In an exclusive interview, NPC director general Thomas Chataghalala Munthali told Nation on Sunday that the new country’s Vision (National Transformation 2063)—that will succeed Vision 2020—will undergo extensive consultations, including with political parties and the masses.
During the 2019 tripartite elections voters laughed off some of the promises political parties were making, including turning Malawi into Singapore in five years, creating one million jobs within a year, or bringing bullet trains into the country.
Said Munthali: “The NPC will ensure that political party manifestos align to the country’s Vision [National Transformation 206], which will succeed Vision 2020. We will then sensitise the masses during electoral cycles that any political party campaigning in their areas, defines ‘how’ they will meet their Vision aspirations.”
He said NPC will; hence, ensure that evidence-based strategies, which will operationalise what the popular party has promised the people in line with the long-term vision, are devised to effectively support the country’s socio-economic transformation agenda.
Munthali said NPC has a number of good plans in place, which just need implementing and learning what is working for scaling-up and building necessary capacities for those that are lagging.
“Key, too, is prioritisation of resource allocation. We need, as a country, to focus on few but impactful initiatives having multiplier effect and high value for money. We also need to make sacrifices for long-term wealth-creating investments which can put us on a self-reliant path—investments such as in energy, ICT, sound education and health systems,” he said.
Munthali, however, said ordinary Malawians were not contributing optimally to the country’s development, partly because people have built a mind-set of looking up to government and donors for support.
“We need to recognise that harnessing the wealth of this country will require a collection of each one of us putting in our efforts and energies,” he observed.
Munthali said the notable benchmarks to see whether the country was developing was by, among others, measuring the quality of life of an average Malawian household having adequate nutritious food all the time, having access to quality education and health facilities that have the necessary equipment and personnel, having a secure environment, having a decent job or sustainable income, and having a good durable house.
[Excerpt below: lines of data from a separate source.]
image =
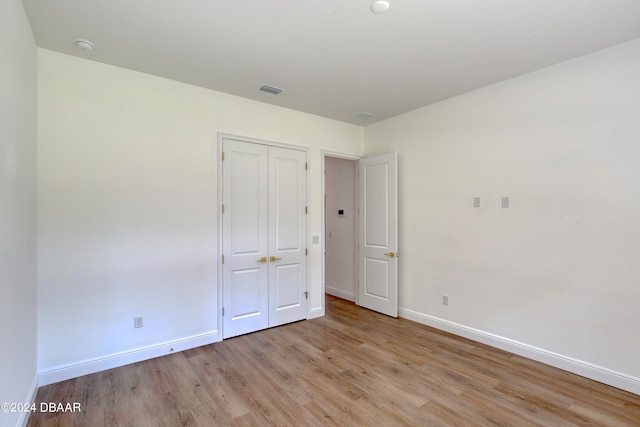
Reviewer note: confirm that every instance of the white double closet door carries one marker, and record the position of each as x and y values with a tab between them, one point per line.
264	243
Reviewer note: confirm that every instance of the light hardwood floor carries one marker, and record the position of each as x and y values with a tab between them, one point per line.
352	367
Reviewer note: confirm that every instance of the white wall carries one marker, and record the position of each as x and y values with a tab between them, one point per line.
127	193
18	121
340	259
559	270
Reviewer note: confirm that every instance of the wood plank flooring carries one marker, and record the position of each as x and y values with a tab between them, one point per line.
352	367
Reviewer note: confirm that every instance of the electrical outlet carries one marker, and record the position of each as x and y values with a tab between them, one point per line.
137	322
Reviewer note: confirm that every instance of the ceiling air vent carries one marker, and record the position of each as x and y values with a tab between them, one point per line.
365	115
271	89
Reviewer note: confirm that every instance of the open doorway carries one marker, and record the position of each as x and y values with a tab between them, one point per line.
341	227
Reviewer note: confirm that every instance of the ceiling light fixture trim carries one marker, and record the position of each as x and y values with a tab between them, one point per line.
379	6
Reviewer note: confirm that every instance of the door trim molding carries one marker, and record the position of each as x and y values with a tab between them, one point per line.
323	244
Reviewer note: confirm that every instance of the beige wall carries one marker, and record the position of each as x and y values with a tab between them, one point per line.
18	120
127	193
557	271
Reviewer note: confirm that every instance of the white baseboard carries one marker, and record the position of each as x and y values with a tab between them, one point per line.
86	367
585	369
315	312
349	296
31	398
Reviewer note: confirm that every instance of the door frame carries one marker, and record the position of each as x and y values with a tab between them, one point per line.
355	158
220	137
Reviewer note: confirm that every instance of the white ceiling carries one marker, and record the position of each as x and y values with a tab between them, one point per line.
335	58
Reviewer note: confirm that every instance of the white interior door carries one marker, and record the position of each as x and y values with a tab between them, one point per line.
287	236
378	234
245	294
263	237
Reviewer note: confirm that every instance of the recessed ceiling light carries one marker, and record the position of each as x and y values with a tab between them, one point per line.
379	6
85	45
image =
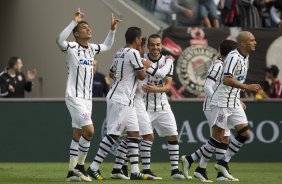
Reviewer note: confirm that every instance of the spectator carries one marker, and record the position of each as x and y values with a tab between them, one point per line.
249	14
100	83
163	10
275	12
13	83
208	10
275	90
186	12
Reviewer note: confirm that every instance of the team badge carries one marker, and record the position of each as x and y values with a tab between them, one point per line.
20	78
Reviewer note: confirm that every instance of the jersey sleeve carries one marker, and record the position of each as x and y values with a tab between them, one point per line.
230	65
106	45
135	60
162	72
61	40
215	71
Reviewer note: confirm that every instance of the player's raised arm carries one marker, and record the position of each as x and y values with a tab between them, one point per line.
61	40
108	43
161	72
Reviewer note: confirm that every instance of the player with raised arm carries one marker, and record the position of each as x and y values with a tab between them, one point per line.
145	126
128	68
157	106
79	58
227	111
219	137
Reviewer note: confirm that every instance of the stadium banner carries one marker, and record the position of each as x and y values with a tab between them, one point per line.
40	131
196	48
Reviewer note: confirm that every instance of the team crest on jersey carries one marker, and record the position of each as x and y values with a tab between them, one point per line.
113	149
194	62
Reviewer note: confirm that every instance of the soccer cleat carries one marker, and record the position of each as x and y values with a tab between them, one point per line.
95	174
185	166
149	172
222	166
71	177
220	177
201	174
176	174
117	174
80	171
140	176
124	170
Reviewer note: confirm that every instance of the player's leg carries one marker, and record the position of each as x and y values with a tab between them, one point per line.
81	118
165	125
239	121
71	176
117	172
117	114
146	131
133	140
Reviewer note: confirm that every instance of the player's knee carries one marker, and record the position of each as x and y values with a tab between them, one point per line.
243	134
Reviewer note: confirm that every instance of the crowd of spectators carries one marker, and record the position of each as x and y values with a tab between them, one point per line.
217	13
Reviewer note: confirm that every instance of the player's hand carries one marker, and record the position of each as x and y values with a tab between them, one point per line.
11	88
31	74
147	63
78	16
170	58
150	88
115	22
188	12
253	87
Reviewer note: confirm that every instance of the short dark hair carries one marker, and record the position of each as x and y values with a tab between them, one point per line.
76	28
12	61
154	36
131	34
227	46
273	69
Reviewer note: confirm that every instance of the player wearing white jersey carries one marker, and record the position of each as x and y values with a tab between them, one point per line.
79	58
225	103
212	81
128	69
157	105
145	126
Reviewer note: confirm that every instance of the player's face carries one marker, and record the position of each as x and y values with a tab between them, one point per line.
155	46
18	66
84	32
251	43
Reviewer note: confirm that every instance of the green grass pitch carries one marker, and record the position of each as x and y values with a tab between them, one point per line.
41	173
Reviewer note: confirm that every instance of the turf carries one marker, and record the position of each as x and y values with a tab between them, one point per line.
257	173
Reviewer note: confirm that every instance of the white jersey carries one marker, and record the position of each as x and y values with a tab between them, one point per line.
80	60
126	62
235	66
158	101
214	74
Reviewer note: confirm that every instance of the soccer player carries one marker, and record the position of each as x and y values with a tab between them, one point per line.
128	68
157	106
79	57
145	126
219	136
227	112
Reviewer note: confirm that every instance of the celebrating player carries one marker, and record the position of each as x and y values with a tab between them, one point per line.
219	137
128	68
79	57
157	106
145	126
“While it will be good for us to rank among the upper middle income bracket come 2063, these are the markers of prosperity with or without attaining the middle income status which can sometimes mask huge inequalities,” he said.
UDF publicist Ken Ndanga said the whole essence of political parties having manifestos was to align them with the national vision but politicians tend to promise things that are outside the national vision and policies.
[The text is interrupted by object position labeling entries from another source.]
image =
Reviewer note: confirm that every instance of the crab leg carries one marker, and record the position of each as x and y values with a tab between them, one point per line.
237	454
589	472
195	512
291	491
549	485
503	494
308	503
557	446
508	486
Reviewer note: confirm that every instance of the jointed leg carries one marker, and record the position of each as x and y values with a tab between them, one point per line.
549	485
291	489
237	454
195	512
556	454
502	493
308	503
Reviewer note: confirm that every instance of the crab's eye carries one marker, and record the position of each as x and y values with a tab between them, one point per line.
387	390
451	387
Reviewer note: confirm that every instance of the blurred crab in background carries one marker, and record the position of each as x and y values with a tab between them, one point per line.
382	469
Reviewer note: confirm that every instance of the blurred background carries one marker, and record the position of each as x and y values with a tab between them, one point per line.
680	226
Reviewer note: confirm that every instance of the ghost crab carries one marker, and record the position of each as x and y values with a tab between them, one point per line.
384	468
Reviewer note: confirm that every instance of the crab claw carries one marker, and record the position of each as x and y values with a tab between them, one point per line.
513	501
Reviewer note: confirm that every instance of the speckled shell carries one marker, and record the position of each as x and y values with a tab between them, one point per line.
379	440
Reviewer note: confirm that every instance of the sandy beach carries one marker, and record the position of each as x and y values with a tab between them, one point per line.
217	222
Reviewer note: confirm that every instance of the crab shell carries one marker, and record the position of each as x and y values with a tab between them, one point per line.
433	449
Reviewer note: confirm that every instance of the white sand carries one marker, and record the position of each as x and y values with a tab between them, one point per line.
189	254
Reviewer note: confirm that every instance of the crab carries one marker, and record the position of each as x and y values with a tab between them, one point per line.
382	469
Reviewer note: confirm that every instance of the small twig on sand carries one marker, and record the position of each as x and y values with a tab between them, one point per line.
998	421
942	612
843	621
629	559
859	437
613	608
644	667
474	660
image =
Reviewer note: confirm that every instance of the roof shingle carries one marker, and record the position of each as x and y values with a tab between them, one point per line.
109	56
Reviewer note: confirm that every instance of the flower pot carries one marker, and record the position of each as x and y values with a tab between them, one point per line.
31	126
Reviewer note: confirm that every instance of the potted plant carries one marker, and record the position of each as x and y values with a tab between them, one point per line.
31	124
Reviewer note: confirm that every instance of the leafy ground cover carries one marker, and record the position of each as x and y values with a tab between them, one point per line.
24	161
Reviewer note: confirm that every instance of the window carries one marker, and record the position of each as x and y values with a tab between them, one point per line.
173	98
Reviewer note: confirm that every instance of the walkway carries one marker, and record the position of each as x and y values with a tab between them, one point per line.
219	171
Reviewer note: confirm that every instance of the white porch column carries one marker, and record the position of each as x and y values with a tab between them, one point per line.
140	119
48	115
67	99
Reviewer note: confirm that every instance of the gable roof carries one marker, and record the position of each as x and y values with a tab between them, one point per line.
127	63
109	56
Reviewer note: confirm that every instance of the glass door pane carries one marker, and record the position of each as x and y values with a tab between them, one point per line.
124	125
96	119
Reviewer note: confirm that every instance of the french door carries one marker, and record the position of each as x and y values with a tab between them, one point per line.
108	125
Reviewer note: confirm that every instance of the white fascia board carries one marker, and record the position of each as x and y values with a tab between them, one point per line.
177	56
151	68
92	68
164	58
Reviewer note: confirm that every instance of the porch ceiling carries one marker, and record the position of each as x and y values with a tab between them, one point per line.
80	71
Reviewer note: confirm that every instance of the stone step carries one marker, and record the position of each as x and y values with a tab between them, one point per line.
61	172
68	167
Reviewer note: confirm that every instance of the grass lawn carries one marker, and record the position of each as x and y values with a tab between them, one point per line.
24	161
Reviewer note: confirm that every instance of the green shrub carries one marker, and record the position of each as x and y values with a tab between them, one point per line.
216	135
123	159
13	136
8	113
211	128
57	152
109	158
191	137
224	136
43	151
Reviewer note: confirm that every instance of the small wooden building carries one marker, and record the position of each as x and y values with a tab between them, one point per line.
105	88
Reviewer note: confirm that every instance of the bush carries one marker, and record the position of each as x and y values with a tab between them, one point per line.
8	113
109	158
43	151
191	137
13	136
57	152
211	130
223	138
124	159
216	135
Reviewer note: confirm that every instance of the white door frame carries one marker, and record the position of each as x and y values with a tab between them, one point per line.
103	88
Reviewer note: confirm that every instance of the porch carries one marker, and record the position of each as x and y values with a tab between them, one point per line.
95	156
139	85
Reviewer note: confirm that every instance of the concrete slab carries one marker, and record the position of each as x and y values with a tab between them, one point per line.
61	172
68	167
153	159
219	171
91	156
“Political manifestos are supposed to compete on strategies the political parties would meet the national vision,” he said.
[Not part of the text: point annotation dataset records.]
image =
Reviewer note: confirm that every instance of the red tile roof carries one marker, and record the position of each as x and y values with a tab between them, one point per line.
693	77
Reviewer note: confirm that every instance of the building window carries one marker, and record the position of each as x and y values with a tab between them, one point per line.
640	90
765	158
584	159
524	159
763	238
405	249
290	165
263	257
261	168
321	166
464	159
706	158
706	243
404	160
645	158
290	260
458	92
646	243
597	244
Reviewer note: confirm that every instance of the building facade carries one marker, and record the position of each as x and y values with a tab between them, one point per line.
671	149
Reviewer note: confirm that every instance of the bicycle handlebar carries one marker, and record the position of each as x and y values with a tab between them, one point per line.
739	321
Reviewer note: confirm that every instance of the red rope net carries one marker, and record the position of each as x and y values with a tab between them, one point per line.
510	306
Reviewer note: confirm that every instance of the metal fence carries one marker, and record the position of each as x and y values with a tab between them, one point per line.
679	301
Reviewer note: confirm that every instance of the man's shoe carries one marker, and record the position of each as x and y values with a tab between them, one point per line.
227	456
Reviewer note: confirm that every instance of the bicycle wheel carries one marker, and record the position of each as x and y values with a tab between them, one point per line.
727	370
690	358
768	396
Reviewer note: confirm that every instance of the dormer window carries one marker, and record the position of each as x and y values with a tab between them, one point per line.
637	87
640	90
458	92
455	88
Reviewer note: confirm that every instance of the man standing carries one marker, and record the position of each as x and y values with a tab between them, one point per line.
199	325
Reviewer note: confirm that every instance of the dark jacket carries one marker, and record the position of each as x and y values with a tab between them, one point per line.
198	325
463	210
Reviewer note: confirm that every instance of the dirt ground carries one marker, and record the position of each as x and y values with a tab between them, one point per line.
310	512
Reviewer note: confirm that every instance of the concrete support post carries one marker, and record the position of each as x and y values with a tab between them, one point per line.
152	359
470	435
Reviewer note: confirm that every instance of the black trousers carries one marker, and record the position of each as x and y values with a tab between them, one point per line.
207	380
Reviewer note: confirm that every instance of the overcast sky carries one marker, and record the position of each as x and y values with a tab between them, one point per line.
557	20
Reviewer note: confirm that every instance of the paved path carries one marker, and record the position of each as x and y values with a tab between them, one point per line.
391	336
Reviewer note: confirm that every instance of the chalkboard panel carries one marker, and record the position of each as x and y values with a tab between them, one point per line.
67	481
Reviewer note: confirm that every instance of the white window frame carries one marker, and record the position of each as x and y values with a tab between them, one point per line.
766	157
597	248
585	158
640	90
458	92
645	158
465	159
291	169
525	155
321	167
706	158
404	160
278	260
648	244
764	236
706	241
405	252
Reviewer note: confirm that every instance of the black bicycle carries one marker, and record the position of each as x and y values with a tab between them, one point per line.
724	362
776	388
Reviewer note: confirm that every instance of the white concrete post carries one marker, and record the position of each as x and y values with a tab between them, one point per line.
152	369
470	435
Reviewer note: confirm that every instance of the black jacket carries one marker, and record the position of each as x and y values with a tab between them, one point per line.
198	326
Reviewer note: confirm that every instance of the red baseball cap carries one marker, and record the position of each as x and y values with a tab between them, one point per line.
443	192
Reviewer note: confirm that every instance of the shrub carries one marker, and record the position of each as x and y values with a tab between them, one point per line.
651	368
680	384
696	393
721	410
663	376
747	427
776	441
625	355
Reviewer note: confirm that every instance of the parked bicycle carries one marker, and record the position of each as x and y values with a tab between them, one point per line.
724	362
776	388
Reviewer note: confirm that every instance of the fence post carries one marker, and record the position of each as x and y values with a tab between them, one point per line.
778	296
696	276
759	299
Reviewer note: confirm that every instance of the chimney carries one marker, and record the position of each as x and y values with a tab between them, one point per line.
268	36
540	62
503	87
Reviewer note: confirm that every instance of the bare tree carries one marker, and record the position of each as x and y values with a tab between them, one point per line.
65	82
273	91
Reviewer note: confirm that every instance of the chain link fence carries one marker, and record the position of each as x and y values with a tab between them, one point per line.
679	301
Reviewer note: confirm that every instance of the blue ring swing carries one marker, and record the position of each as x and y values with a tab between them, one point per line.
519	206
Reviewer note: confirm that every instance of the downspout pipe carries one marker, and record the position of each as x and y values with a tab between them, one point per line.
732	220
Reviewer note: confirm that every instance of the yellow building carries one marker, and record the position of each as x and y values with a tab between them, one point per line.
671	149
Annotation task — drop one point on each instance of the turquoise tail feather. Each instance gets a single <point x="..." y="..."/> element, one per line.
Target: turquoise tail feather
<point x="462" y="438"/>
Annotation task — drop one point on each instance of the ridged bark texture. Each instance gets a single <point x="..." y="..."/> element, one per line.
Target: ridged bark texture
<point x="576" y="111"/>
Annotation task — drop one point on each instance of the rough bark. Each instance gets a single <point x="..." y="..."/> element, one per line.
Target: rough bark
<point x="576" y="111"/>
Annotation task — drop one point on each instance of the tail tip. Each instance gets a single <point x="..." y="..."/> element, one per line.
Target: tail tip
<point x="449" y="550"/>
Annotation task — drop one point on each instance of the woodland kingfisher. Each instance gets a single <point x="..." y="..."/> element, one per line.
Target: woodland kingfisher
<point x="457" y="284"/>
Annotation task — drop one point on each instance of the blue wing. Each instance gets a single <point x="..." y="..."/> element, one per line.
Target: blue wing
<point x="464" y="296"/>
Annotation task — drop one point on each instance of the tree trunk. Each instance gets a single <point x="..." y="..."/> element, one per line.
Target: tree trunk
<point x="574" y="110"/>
Ndanga said Malawi politics was full of self-serving political parties and individuals that go out and make promises that cannot be achieved using the national vision and policies.
Social commentator Humphreys Mvula said the establishment of NPC was to do away with party manifestos and adopt a national vision.
“Political parties will be fighting on the implementation. There will not be promises such as Shire waterway if it is not in the national vision. Of course, there will be short and long-term projects.
“This means there will be no political party that will be owning a single project,” he said.
But Chancellor College political science lecturer Ernest Thindwa said it would be a waste of time trying to convince political parties to align their manifestos with the national vision.
Thindwa argues that political parties could still promise people the moon and fail to deliver on the promises anyway.
He said the best approach was to align the national vision to national budgeting; hence, political parties in power should only be implementing plans that are in vision.
“Parliament should have the powers to reject any developmental plan that is not aligned with the national vision. To convince political parties to align manifestos to the national vision would be a tough job,” said Thindwa.